Lei ritiene che il nostro sistema di monitoraggio con ventuno indicatori sia troppo complicato?

Quel modello non è sbagliato in linea di principio, però ce lo siamo inventati all’ultimo minuto, va testato e raffinato con il tempo per sapere che peso dare ai singoli parametri. È come se io avessi davanti a me il cruscotto di un aereo con 21 numeri, devo decidere quali quadranti guardare per capire se l’aereo sta precipitando oppure no. Per cominciare, si potrebbe mettere al margine del pannello il dato del Rt e al centro il numero dei nuovi casi per 100mila abitanti e quello dei tamponi fatti. Ci sono poi gli indicatori sul sistema sanitario – posti letto, terapie intensive etc – che per ora, nella fase calante dell’epidemia, possiamo guardare poco, ma diventeranno importanti in caso di seconda ondata.

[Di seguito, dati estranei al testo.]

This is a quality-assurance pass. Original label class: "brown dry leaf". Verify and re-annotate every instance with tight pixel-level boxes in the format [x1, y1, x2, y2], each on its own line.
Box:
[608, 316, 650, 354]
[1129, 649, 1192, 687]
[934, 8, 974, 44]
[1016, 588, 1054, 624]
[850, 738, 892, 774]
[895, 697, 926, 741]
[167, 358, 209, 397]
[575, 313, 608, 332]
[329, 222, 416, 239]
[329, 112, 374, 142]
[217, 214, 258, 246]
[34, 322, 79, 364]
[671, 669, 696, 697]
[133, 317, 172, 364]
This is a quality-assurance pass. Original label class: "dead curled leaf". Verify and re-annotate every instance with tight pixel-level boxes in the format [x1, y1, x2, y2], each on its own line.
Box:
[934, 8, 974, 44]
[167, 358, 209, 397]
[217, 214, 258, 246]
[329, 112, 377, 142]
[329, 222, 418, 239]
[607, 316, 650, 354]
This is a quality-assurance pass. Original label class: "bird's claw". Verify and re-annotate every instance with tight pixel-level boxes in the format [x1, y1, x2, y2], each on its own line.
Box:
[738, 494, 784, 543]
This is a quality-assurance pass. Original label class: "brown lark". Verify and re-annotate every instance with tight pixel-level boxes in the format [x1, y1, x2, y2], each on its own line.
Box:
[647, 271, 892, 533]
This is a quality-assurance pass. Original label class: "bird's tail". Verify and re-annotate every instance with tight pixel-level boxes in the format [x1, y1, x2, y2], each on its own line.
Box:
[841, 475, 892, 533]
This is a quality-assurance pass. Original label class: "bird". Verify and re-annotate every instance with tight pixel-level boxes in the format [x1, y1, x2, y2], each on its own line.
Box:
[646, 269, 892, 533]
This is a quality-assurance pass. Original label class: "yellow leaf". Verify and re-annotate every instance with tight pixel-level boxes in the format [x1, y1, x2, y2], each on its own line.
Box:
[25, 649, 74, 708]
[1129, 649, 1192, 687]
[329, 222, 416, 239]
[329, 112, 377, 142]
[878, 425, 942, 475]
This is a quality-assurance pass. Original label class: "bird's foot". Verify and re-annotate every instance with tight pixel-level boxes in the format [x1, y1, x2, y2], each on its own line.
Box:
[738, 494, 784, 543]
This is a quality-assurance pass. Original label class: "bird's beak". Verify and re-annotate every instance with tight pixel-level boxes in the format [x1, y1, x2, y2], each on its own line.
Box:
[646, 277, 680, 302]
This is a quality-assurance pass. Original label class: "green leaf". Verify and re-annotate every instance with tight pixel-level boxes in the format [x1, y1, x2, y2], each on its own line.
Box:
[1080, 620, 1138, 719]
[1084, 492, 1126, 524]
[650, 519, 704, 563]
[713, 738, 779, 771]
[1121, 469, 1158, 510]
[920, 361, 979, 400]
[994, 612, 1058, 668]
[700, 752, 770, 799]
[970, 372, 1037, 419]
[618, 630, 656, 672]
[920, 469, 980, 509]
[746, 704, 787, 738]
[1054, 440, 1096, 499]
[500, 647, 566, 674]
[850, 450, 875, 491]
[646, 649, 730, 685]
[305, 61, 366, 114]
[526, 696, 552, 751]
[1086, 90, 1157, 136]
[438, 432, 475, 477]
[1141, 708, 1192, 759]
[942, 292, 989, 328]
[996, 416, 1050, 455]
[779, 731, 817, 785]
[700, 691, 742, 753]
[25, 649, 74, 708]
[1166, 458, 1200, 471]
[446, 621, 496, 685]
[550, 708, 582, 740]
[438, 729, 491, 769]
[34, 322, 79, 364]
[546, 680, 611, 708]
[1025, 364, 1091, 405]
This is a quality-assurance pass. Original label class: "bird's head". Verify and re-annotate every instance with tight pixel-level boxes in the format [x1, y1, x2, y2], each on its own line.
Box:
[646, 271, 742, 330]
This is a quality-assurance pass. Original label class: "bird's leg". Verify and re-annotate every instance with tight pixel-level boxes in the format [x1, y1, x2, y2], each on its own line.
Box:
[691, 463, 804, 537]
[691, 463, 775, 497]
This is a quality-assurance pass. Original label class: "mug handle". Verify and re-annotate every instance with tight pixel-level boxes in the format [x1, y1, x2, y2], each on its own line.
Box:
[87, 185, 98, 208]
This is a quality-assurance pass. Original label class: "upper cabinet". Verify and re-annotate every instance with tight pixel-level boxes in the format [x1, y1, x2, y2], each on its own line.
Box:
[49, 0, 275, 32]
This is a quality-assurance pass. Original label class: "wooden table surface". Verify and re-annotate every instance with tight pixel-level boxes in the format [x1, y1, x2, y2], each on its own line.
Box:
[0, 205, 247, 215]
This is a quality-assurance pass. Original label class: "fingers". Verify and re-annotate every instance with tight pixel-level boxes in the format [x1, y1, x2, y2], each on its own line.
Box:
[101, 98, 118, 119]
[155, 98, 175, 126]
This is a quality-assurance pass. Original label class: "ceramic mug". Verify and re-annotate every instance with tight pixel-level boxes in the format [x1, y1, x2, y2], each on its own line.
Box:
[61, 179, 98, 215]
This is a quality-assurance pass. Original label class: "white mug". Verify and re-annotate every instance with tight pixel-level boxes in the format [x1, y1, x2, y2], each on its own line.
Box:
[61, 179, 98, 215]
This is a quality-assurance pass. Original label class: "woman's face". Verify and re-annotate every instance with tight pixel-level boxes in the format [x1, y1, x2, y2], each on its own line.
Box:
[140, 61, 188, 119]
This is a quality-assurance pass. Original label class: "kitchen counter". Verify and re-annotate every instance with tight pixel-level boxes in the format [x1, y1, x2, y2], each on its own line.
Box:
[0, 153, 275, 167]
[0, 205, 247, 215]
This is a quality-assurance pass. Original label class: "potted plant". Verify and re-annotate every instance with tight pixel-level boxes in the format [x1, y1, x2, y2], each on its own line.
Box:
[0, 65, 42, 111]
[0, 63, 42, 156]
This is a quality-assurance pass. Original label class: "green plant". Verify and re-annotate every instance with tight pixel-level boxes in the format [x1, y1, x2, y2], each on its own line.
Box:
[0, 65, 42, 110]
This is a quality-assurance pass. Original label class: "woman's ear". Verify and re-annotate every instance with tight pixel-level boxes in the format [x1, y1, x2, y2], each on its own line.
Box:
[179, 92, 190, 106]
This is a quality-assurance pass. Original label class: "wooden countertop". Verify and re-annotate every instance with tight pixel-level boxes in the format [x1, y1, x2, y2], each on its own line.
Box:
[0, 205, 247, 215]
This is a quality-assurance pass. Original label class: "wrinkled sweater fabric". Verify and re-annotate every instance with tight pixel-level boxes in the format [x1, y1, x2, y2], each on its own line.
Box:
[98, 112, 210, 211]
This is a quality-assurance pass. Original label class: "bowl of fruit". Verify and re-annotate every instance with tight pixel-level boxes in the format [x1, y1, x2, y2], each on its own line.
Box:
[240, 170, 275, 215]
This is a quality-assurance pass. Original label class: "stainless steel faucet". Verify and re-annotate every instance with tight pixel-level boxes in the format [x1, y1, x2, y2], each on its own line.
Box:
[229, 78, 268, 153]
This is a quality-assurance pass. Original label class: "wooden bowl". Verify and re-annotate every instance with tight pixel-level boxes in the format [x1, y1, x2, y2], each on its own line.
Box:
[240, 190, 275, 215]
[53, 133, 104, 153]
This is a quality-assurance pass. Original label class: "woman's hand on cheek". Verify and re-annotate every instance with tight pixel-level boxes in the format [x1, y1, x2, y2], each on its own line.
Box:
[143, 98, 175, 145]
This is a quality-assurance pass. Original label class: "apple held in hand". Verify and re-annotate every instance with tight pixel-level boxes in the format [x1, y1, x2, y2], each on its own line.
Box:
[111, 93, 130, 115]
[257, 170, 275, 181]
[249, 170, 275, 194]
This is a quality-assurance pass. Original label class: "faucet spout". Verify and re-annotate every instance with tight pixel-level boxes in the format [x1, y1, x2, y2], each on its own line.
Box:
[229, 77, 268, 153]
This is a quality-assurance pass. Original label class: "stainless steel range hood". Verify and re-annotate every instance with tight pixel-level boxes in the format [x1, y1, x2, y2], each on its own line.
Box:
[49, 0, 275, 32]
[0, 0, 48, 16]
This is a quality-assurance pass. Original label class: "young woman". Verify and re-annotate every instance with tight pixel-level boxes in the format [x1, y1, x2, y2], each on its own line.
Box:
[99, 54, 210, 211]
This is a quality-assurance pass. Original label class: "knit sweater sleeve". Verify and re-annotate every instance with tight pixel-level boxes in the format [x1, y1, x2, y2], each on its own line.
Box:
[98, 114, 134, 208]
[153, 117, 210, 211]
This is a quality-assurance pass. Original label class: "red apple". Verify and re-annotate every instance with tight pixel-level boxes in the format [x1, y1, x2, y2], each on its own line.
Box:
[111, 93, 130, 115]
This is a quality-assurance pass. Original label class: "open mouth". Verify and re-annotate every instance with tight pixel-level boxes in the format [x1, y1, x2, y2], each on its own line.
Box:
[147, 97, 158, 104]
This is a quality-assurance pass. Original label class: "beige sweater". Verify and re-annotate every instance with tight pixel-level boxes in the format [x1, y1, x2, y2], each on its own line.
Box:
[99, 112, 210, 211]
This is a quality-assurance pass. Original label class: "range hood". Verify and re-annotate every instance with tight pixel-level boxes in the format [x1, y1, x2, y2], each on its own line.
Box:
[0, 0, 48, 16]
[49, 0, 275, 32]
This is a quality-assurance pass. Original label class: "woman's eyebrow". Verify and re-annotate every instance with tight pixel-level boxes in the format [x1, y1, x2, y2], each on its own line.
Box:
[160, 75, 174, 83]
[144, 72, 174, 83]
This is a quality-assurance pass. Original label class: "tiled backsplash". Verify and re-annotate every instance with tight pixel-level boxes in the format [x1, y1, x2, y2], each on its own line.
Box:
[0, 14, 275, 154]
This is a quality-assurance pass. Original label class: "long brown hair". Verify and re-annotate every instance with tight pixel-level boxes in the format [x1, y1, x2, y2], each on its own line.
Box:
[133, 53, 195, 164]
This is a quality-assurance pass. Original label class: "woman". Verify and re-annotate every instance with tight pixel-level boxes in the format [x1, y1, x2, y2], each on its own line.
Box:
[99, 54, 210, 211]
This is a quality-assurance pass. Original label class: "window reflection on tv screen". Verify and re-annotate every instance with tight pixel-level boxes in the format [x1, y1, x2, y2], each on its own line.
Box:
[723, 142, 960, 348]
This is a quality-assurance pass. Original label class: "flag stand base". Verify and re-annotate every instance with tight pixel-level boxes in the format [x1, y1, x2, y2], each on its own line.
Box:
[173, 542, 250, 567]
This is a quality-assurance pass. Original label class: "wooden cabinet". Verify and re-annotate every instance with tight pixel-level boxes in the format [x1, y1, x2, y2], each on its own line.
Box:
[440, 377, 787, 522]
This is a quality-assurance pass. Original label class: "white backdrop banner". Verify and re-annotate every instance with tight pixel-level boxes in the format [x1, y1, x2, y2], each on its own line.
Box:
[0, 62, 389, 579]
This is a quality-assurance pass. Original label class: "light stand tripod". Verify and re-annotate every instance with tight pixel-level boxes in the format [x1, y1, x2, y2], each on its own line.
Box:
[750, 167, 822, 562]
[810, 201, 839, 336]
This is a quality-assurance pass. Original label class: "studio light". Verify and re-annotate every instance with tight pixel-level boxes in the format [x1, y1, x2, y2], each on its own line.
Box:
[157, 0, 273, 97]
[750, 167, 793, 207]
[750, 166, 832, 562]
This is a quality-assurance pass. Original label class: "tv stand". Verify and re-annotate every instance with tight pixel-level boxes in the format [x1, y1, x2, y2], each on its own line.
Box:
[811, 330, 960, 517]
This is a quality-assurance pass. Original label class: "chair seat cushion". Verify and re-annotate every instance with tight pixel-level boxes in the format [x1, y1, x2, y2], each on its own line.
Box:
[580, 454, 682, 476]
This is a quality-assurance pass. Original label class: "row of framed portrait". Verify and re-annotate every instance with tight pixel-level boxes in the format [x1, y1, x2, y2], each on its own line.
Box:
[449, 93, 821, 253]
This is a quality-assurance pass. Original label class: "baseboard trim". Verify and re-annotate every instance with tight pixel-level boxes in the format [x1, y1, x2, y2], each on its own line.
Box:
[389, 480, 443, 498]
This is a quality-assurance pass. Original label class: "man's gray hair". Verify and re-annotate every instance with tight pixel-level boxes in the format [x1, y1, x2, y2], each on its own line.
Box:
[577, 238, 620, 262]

C’è il rischio che un sistema di monitoraggio così complesso possa alla fine portare a sottovalutare o comunque mitigare i dati negativi?

Io non mi posso esprimere su interpretazioni maliziose. Dico solo che se avessimo copiato il sistema tedesco, avremmo fatto meglio. C’è anche da dire che in Germania il Robert Koch si occupa da sempre specificatamente di malattie infettive e fa solo quello, quindi è stato più pronto per controllare l’andamento del virus. L’Iss è altrettanto prestigioso, ma si occupa di tutto, dai tumori all’inquinamento. Per il futuro, quindi, va quantomeno potenziata la sezione dell’istituto che si occupa specificamente d’infettivologia dandogli gli strumenti e le risorse necessarie.

Insomma, anche per quanto riguarda la rilevazione dei dati del contagio è mancata la prevenzione?

Quello che è successo con l’epidemia mi ricorda i tempi di Chernobyl, quando abbiamo svuotato i cassetti dei laboratori per cercare i contatori geiger che nessuno usava più. La rete di rilevazione della radioattività messa su nel dopoguerra, infatti, era stata smantellata dopo che gli esperimenti nucleari erano stati banditi e si dovette recuperare in fretta e furia. Oggi quella rete è di nuovo a disposizione, anche se di Chernobyl non ce ne sono state altre. Un Paese moderno dovrebbe avere questi margini di sicurezza, anche se la prevenzione costa. Un alto funzionario della sanità mi ha spiegato che da gennaio si conosceva il rischio che il Coronavirus arrivasse in Italia, ma non ci si è attrezzati per tempo perché se poi ciò non fosse successo, si correva il rischio di essere denunciati per danno erariale. Un Paese che ragiona così non ha speranza.